Encore à un stade embryonnaire, le programme du futur président américain a indubitablement déjà de quoi nous flanquer la frousse : des promesses de sanctions douanières et de rétorsions contre le Mexique et la Chine, des menaces de renégociations d’accords, voire même l’annulation d’importants traités commerciaux. Le milliardaire a révélé qu’il envisage même une sortie de l’Organisation mondiale du commerce (OMC) : « Nous allons renégocier ou en sortir complètement » annonce-t-il, « Ces accords de commerce sont un désastre. […] L’OMC est un désastre. »

trumpCrédit photo: lefigaro.fr

Le libre-échange est menacé

Les experts peinent à estimer jusqu’à quel point le néophyte politique est déterminé à mettre en œuvre ses projets abracadabrants pour l’État probablement le plus influent du monde. Depuis l’annonce de son élection le 9 novembre, le futur président s’est montré plutôt prêt à faire des concessions à l’égard de la portion plus « modéré » de son camp. De fait, il n’envisage désormais plus l’expulsion de la totalité des sans-papiers vivant sur le sol américain, soit 11 millions de personnes, mais uniquement « des criminels » parmi eux, un nombre qui ne s’élève « plus qu’à » 2 ou 3 millions de personnes.

Néanmoins, son programme consacré à l’isolationnisme est un signal fort qui pourrait sonner le glas des systèmes de coopération tels que nous les connaissons aujourd’hui. Les Etats-Unis sont d’ailleurs loin d’être les seuls à tourner bride : comme on peut l’observer sur le site Global Trade Alert, un outil qui permet de suivre les échanges entre des différents États, les pays membres du G20 ont décidé de mettre en place 350 mesures discriminatoires vis-à-vis de leurs partenaires commerciaux au cours de la première moitié de l’année 2016. La même tendance se reflète dans le blocage wallon du CETA qui a failli faire échouer les projets de libre-échange entre le Canada et l’UE il y a quelques semaines.

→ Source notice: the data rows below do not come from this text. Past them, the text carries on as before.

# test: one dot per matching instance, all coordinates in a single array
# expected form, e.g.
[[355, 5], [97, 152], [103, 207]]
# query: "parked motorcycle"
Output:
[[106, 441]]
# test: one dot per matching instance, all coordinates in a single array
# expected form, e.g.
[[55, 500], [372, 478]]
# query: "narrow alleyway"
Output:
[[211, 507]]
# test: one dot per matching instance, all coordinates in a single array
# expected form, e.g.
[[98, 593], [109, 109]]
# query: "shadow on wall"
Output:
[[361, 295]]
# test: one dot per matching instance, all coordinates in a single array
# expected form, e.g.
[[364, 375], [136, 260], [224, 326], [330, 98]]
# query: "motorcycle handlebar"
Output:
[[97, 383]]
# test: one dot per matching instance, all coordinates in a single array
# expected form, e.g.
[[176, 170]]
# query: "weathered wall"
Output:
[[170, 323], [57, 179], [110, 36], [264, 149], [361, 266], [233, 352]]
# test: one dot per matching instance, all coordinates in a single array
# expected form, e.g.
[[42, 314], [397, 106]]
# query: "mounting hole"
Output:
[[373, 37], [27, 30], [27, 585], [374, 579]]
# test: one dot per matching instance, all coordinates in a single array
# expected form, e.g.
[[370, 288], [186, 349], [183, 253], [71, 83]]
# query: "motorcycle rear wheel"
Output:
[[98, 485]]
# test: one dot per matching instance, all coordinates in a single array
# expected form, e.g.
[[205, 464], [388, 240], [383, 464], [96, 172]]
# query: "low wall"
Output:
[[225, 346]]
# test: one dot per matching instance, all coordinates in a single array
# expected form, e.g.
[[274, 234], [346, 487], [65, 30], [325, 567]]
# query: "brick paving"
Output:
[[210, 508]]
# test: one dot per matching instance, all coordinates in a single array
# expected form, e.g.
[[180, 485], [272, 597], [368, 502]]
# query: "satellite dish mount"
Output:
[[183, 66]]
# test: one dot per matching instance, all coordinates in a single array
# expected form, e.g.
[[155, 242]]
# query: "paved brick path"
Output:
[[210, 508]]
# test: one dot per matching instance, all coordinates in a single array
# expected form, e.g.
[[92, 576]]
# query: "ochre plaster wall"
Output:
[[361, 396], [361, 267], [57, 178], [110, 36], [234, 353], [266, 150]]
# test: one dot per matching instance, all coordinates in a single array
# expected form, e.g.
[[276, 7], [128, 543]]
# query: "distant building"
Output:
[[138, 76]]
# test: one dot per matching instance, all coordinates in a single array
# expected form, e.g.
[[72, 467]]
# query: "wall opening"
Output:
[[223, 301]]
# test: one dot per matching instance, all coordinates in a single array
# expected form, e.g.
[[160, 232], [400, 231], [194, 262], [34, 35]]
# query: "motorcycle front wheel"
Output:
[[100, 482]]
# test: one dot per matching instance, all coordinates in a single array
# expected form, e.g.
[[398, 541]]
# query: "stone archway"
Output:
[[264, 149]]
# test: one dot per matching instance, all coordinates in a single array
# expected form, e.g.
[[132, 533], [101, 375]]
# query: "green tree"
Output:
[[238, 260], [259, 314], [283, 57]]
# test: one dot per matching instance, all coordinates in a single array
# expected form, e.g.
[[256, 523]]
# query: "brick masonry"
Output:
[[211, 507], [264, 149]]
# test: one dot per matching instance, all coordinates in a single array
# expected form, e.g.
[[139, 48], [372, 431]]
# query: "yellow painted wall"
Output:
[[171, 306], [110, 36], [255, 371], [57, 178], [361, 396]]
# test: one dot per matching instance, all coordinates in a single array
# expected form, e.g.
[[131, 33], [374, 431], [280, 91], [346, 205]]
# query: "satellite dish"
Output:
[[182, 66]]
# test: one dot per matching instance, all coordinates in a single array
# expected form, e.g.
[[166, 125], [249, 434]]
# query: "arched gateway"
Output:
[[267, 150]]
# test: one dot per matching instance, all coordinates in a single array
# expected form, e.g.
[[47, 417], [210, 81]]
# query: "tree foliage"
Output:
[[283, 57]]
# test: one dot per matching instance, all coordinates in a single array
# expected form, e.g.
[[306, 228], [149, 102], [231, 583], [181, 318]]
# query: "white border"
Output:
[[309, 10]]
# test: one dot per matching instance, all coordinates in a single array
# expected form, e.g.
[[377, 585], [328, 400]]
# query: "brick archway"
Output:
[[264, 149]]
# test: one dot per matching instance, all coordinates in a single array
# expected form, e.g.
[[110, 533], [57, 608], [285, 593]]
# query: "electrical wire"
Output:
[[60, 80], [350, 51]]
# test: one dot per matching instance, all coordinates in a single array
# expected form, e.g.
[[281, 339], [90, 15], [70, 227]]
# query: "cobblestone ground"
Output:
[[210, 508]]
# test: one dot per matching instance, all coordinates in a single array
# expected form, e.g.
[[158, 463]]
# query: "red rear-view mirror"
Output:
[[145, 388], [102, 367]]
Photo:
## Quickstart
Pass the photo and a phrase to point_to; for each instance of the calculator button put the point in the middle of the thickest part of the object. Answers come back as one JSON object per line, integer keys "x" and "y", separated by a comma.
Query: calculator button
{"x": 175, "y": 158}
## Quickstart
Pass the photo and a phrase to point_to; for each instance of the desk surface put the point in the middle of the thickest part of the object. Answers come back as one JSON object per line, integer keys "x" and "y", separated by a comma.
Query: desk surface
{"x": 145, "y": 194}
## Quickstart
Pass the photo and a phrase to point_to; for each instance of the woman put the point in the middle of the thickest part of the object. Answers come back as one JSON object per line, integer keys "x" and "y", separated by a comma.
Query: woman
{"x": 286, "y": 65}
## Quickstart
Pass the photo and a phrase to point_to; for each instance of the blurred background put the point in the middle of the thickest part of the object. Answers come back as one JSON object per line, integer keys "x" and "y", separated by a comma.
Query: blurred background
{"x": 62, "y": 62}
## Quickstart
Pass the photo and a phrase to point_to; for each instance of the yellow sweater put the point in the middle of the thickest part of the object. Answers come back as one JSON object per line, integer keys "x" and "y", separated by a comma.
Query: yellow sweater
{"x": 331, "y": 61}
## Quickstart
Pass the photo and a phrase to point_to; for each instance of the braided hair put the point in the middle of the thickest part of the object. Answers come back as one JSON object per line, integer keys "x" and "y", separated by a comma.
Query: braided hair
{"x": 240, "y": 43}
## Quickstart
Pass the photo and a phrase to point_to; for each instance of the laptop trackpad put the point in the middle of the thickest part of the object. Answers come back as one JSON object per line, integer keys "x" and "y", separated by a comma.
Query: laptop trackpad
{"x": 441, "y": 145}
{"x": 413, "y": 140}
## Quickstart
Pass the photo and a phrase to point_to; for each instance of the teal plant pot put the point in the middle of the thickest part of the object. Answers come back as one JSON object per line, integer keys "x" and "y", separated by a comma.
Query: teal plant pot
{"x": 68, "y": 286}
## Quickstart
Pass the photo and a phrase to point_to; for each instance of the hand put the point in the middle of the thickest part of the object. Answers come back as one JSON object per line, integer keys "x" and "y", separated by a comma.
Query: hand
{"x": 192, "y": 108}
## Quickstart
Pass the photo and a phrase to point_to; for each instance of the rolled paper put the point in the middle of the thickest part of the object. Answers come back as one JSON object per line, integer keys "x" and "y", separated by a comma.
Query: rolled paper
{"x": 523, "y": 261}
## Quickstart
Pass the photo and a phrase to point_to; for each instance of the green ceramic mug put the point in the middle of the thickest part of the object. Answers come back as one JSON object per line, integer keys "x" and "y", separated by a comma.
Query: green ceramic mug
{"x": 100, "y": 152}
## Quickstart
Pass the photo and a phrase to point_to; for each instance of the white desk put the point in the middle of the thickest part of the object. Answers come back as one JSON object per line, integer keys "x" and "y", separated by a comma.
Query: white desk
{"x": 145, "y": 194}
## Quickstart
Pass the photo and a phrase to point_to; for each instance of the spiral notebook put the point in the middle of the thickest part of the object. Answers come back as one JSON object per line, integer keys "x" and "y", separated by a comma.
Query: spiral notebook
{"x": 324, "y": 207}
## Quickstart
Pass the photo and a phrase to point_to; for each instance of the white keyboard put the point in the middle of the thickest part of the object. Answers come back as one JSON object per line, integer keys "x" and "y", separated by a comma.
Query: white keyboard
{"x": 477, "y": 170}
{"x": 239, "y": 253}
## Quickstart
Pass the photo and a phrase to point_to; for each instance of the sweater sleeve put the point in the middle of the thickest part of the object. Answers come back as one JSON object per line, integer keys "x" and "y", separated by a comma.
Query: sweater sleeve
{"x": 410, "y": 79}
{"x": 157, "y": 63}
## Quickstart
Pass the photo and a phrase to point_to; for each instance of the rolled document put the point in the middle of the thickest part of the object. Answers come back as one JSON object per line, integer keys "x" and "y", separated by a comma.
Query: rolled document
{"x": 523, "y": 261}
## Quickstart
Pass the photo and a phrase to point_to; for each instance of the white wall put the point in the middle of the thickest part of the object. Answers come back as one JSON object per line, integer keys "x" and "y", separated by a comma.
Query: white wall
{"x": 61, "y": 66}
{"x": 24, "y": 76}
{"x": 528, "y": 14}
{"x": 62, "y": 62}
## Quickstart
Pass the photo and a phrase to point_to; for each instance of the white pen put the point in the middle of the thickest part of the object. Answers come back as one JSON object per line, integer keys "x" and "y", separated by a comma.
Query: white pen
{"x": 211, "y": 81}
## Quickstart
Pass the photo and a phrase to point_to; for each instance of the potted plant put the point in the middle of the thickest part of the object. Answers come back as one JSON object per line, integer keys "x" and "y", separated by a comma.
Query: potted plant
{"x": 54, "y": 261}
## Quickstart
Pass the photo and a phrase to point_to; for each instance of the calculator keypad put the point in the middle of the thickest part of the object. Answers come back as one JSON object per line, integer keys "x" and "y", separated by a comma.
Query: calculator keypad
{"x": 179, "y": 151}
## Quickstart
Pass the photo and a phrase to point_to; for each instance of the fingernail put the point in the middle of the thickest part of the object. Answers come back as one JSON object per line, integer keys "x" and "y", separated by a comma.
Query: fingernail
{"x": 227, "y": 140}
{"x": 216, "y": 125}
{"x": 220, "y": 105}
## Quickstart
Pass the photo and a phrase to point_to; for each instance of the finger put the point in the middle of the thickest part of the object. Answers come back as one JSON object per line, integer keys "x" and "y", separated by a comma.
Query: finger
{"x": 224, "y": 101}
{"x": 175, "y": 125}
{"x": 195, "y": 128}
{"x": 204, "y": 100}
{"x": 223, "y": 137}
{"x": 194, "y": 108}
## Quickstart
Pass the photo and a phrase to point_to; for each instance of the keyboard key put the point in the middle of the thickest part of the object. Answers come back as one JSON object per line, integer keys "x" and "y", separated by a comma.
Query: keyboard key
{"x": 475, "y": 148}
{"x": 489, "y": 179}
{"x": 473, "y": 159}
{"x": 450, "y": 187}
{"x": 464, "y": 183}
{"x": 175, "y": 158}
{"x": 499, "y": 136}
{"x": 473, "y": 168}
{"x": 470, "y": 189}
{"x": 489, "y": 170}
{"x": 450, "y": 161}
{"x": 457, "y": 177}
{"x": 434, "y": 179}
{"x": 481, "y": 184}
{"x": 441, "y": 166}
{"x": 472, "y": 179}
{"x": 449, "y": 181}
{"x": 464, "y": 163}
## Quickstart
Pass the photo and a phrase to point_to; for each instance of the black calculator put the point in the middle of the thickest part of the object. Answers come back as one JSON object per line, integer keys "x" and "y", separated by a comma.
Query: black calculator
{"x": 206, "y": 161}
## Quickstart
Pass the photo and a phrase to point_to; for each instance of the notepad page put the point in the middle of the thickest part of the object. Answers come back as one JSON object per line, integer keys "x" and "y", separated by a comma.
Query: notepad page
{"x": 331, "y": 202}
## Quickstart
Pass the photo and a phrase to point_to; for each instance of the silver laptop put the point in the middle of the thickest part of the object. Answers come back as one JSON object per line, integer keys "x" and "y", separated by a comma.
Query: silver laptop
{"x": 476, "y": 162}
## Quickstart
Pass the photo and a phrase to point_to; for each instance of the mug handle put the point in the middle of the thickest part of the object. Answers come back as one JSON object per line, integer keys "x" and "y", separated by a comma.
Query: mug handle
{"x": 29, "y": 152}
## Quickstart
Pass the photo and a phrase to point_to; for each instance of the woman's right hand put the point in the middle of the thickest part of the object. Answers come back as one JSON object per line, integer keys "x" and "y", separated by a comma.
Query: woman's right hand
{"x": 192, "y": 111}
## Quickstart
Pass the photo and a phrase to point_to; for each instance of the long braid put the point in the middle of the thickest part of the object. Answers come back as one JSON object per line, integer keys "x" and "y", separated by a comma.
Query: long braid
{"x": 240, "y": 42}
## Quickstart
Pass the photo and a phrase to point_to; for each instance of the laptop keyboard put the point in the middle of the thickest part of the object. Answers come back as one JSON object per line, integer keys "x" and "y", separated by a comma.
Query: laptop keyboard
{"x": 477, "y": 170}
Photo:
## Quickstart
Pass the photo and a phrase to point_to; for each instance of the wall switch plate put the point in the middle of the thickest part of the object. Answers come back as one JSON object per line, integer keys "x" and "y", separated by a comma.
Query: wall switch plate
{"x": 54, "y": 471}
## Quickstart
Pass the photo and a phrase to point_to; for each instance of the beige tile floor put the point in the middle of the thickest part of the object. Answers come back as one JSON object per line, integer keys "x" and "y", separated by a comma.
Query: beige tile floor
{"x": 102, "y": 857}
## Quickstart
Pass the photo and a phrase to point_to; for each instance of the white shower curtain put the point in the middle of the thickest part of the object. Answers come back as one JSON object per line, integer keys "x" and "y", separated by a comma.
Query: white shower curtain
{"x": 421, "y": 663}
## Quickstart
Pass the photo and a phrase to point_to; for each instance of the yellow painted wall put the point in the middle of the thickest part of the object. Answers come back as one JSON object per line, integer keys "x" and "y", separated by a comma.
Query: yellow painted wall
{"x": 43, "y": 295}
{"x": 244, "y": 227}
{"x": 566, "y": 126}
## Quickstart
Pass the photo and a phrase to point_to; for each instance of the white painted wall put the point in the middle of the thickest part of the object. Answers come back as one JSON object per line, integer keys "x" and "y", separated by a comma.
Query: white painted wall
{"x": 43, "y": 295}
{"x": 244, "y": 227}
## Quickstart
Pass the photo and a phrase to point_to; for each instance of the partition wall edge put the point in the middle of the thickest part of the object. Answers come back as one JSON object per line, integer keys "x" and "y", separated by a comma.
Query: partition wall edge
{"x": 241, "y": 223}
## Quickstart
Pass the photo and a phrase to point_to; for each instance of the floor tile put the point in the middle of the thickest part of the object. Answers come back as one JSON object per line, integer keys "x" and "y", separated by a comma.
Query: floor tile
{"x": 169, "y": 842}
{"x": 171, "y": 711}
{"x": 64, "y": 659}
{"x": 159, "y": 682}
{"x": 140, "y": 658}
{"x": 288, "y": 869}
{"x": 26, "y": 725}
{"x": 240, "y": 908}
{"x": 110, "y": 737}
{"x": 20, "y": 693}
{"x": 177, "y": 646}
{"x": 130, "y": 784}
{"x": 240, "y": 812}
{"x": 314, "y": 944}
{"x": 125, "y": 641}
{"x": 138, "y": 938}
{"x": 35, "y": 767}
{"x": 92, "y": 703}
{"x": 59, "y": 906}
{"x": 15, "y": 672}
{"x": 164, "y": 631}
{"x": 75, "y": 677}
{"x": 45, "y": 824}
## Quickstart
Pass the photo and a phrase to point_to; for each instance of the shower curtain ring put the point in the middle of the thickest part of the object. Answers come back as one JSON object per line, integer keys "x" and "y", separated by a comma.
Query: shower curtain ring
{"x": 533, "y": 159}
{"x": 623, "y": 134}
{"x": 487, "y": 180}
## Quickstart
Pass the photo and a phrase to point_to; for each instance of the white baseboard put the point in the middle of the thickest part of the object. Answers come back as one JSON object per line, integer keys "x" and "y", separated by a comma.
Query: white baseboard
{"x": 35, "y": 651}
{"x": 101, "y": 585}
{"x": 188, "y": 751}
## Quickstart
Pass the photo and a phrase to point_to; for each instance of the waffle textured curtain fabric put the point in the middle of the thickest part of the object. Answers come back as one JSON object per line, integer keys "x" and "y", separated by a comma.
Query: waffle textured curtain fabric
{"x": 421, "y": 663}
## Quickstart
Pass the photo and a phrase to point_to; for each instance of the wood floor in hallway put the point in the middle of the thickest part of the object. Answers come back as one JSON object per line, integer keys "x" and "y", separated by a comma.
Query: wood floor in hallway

En ce qui concerne le TTIP, les États membres de l’UE ne veulent même plus en entendre parler à l’heure actuelle. Ce rejet peut par ailleurs paraître surprenant, au vu notamment des bénéfices que des pays comme l’Allemagne ont tiré de l’ouverture des échanges : aucun pays n’en a profité davantage que cet Etat fondateur de l’UE. Le Brexit constitue un autre obstacle semblant sonner le glas de l’âge d’or du libre-échange : le souhait de sortie d’une majorité des Britanniques constitue une remise en question du système libre-échangiste à base politique que constitue l’Union européenne.

Liberté totale sur les réseaux sociaux?

Le contraste entre le retrait des nations à l’intérieur de leurs frontières nationales et l’ouverture des frontières sur les réseaux sociaux est saisissant – d’autant plus que les échanges s’y effectuent en un éclair, et souvent sans la moindre règlementation de contenu. Des propos incorrects peuvent être partagés des milliers de fois avant que quelqu’un ne les réfute. Comme nous avons pu constater lors de la campagne présidentielle américaine, il est à ce moment-là souvent trop tard : de nombreuses analyses d’experts démontrent que les réseaux sociaux constituaient un soutien inestimable à la campagne de Trump. Ces géants de la technologie, dont le milliardaire cherchera à entraver les échanges commerciaux avec des pays tels que la Chine, auraient alors considérablement contribué à la victoire de celui-ci. Les quatre ans à venir montreront si Mark Zuckerberg aura scié la branche sur laquelle il était assis.